In sea-cold Lyonesse,/ When the Sabbath eve shafts down/ On the roofs, walls, belfries/ Of the foundered town,/ The Nereids pluck their lyres/ Where the green translucency beats,/ And with motionless eyes at gaze/ Make ministrely in the streets./ And the ocean water stirs/ In salt-worn casement and porch/ Plies the blunt-nosed fish/ With fire in his skull for torch./ And the ringing wires resound;/ And the unearthly lovely weep,/ In lament of the music they make/ In the sullen courts of sleep:/ Whose marble flowers bloom for aye:/ And - lapped by the moon-guiled tide -/ Mock their carver with heart of stone,/ Caged in his stone-ribbed side.

Lyonesse has been used as a setting for many modern fantasy stories, including:

  • Jack Vance's Lyonesse trilogy
  • Gordon R. Dickson's The Dragon in Lyonesse, the eighth book in the Dragon Knight series.
  • In Stephen R. Lawhead's Pendragon Cycle, Lyonesse is where refugees from Atlantis (the "Fair Folk") settle, the word Lyonesse being derived from the Celtic corruption of the word Atlantis.
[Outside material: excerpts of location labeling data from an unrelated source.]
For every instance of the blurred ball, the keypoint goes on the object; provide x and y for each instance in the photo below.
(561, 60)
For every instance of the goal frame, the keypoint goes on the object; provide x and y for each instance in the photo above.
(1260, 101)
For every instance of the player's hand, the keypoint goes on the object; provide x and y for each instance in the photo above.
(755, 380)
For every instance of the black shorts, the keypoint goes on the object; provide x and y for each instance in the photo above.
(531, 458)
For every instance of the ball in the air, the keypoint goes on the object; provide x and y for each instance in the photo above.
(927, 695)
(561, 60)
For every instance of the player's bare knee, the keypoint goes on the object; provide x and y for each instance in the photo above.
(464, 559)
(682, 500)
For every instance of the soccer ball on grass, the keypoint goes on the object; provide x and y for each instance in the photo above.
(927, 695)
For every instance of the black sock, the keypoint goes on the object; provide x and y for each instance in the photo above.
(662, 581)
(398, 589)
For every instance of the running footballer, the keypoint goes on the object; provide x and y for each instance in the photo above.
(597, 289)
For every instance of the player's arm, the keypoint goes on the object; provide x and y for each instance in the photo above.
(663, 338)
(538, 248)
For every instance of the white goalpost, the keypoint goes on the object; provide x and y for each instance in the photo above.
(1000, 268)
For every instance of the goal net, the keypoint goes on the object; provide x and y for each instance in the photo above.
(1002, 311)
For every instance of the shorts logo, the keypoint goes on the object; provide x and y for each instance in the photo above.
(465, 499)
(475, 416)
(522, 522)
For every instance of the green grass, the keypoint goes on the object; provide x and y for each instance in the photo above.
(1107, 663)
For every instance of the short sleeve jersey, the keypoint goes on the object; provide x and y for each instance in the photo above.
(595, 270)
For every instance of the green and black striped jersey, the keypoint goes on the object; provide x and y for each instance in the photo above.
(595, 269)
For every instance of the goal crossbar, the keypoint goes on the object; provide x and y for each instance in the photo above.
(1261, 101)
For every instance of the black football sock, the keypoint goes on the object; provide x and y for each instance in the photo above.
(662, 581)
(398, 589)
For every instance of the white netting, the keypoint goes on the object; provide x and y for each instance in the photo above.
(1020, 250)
  • In the film First Knight, Lyonnesse is the home of Guinevere, a small land situated between Camelot and Malagant's territory. Lyonesse was ruled by Guinevere's father until his death, after which Guinevere became the "Lady of Lyonesse."
  • The Trevelyan family of Cornwall takes its coat of arms from a local legend, in which a man named Trevelyan escaped the innundation by riding a white horse. To this day the family's shield bears a white horse rising from the waves.. Based on the above, in Cornish author Craig Weatherhill's The Lyonesse Stone trilogy (The Lyonesse Stone, Seat of Storms, The Tinners' Way), the Trevelyan family, drawn into the worlds of ancient Cornish legend, are direct descendants of the Lyonesse flood survivor.
  • Both Thomas Hardy and Sylvia Plath published poems referring to Lyonnesse, the latter taking the mythical land's name as its title.
  • Sam Llewellyn wrote two children's books set in the sinking Lyonesse, with original Celtic names for the cast of Arthurian legend: Lyonesse: The Well Between The Worlds (2009) and Lyonesse: Dark Solstice (2010).
  • "Lyonesse" is a song, by Cornish folk composer Richard Gendall, which appears as the title track of the 1982 album by Brenda Wootton.
  • In Evelyn Waugh's Brideshead Revisited, the narrator describes the Oxford of his youth as being "submerged now and obliterated, irrecoverable as Lyonnesse, so quickly have the waters come flooding in..."
  • In the PC game Dark Age of Camelot, Lyonesse is a partially inundated zone at one end of the land of Albion, filled with ruins and dangerous monsters, many of them undead.